Net 으로 접속주소와 아이디를 적어 보내주세요.

Will Human Rights Survive a Trumpian World?

Authoritarian Advances Threaten Rules-Based Order

The global human rights system is in peril. Under relentless pressure from US President Donald Trump, and persistently undermined by China and Russia, the rules-based international order is being crushed, threatening to take with it the architecture human rights defenders have come to rely on to advance norms and protect freedoms. To defy this trend, governments that still value human rights, alongside social movements, civil society, and international institutions, need to form a strategic alliance to push back.

To be fair, the downward spiral predated Trump’s reelection. The democratic wave that began over 50 years ago has given way to what scholars term a “democratic recession.” Democracy is now back to 1985 levels according to some metrics, with 72 percent of the world’s population now living under autocracy. Russia and China are less free today than 20 years ago. And so is the United States.

Of course, democracy is not a panacea for human rights violations; the US and other longtime democracies have their own histories of colonial crimes, racism, abusive justice systems, and wartime atrocities.
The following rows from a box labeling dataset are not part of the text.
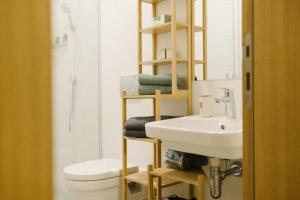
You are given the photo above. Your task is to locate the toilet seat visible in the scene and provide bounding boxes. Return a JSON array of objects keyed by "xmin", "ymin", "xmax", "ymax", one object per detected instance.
[{"xmin": 64, "ymin": 159, "xmax": 138, "ymax": 181}]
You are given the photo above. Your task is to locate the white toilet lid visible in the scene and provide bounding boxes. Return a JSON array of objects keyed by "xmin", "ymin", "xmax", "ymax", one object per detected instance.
[{"xmin": 64, "ymin": 159, "xmax": 138, "ymax": 181}]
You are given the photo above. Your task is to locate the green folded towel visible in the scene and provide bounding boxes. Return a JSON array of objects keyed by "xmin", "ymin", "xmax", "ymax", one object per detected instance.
[
  {"xmin": 139, "ymin": 74, "xmax": 172, "ymax": 86},
  {"xmin": 139, "ymin": 85, "xmax": 172, "ymax": 95}
]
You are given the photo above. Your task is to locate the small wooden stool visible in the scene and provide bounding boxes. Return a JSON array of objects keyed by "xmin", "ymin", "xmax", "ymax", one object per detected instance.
[{"xmin": 148, "ymin": 166, "xmax": 208, "ymax": 200}]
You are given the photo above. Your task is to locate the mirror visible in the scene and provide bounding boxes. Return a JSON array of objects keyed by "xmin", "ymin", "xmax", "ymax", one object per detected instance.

More recently, authoritarian leaders have exploited public mistrust and anger to win elections and then dismantled the very institutions that brought them to power. Democratic institutions are crucial to represent the will of the people and keep power in check. It’s no surprise that whenever democracy is undermined, rights are too, as evident in recent years in India, Türkiye, the Philippines, El Salvador, and Hungary.

The Momentum Movement’s parliamentary representative David Bedo and independent member of parliament Akos Hadhazy protest against a law that bans Pride marches in Hungary and imposes fines on organizers and attendees of such events, Budapest, June 14, 2026.
University students confront riot police in Istanbul’s Beşiktaş district following the arrest of Istanbul Mayor Ekrem İmamoğlu, June 14, 2026.

FIRST: The Momentum Movement’s parliamentary representative David Bedo and independent member of parliament Akos Hadhazy protest against a law that bans Pride marches in Hungary and imposes fines on organizers and attendees of such events, Budapest, June 14, 2026. © 2025 Marton Monus/Reuters; SECOND: University students confront riot police in Istanbul’s Beşiktaş district following the arrest of Istanbul Mayor Ekrem İmamoğlu, June 14, 2026. © 2025 Ozan Köse/AFP via Getty Images

In this context, 2025 may be seen as a tipping point. In just 12 months, the Trump administration has carried out a broad assault on key pillars of US democracy and the global rules-based order, which the US, despite inconsistencies, was, with other states, instrumental in helping to establish.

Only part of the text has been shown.